Background Multiple electrode aggregometry (MEA) measures changes in electrical impedance caused by platelet aggregation in whole blood. This approach is faster, more convenient and offers the advantage over light transmission aggregometry (LTA) of assessing platelet function in whole blood and reducing preanalytical errors associated with preparation of platelet-rich plasma (PRP). Several studies indicate the utility of this method in assessing platelet inhibition in individuals taking antiplatelet agents (e.g. aspirin and clopidogrel). Objective Our current study sought to evaluate the ability of MEA in diagnosing patients with mild bleeding disorders by comparison with light transmission lumi-aggregometry (lumi-LTA). Methods Forty healthy subjects and 109 patients with a clinical diagnosis of a mild bleeding disorder were recruited into the UK Genotyping and Phenotyping of Platelets study (GAPP, ISRCTN 77951167). MEA was performed on whole blood using one or two concentrations of ADP, PAR-1 peptide, arachidonic acid and collagen. Lumi-LTA was performed in PRP using several concentrations of ADP, adrenaline, arachidonic acid, collagen, PAR-1 peptide and ristocetin. Results Of 109 patients tested, 54 (49%) patients gave abnormal responses by lumi-LTA to one or more agonists. In contrast, only 16 (15%) patients were shown to have abnormal responses to one or more agonists by MEA. Conclusions In this study we showed that MEA is less sensitive in identifying patients with abnormal platelet function relative to lumi-LTA.

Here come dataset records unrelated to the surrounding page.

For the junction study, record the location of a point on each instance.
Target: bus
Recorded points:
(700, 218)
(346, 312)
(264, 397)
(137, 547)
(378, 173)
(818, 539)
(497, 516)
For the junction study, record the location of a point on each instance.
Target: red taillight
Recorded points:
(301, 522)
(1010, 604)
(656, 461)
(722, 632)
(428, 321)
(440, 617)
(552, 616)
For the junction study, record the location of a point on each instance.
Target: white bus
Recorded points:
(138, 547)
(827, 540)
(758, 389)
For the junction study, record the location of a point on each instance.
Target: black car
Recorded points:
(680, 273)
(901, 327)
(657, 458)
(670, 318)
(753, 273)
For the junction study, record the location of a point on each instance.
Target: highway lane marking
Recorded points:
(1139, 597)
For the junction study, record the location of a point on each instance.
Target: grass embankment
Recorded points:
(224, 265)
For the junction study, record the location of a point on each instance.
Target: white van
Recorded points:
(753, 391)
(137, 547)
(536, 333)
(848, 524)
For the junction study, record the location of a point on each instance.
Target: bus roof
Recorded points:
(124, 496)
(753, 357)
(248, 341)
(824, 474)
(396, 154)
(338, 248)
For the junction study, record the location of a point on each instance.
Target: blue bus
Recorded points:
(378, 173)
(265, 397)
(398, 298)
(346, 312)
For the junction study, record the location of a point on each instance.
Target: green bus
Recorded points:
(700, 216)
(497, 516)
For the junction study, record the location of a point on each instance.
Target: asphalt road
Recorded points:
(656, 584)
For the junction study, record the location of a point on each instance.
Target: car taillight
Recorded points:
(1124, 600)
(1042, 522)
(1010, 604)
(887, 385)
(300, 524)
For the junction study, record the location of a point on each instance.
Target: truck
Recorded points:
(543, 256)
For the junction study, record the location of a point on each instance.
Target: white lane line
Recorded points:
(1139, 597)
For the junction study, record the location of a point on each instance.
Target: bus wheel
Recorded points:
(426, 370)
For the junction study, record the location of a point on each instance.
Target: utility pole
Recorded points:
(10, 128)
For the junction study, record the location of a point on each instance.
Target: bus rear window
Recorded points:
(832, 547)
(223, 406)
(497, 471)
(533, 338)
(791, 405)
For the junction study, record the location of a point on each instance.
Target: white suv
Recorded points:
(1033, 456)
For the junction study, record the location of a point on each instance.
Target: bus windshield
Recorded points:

要点 临床需要新的技术来测量全血中的血小板功能。使用多个电极聚集仪(MEA)评估轻度出血性疾病。MEA 对检测轻度血小板功能和分泌缺陷的患者不敏感。需要更多的研究来调查 MEA 在具有明确一组血小板疾病的患者中的应用。
背景 多个电极聚集仪(MEA)测量全血中血小板聚集引起的电阻抗变化。这种方法更快、更方便,与光传输聚集仪(LTA)相比,它具有评估全血中血小板功能和减少与富含血小板血浆(PRP)制备相关的分析前误差的优势。几项研究表明,这种方法在评估服用抗血小板药物(如阿司匹林和氯吡格雷)的个体的血小板抑制作用方面具有实用性。
目的 我们目前的研究旨在通过与光传输发光聚集仪(lumi-LTA)比较,评估 MEA 诊断轻度出血性疾病患者的能力。
方法 英国基因分型和血小板表型研究(GAPP,ISRCTN77951167)招募了 40 名健康受试者和 109 名临床诊断为轻度出血性疾病的患者。使用 ADP、PAR-1 肽、花生四烯酸和胶原的一个或两个浓度在全血中进行 MEA。在 PRP 中使用 ADP、肾上腺素、花生四烯酸、胶原、PAR-1 肽和瑞斯托菌素的几种浓度进行 lumi-LTA。
结果 在 109 名测试的患者中,54 名(49%)患者对一种或多种激动剂的 lumi-LTA 反应异常。相比之下,只有 16 名(15%)患者被证明对一种或多种激动剂的 MEA 反应异常。
结论 在这项研究中,我们表明 MEA 在识别具有异常血小板功能的患者方面不如 lumi-LTA 敏感。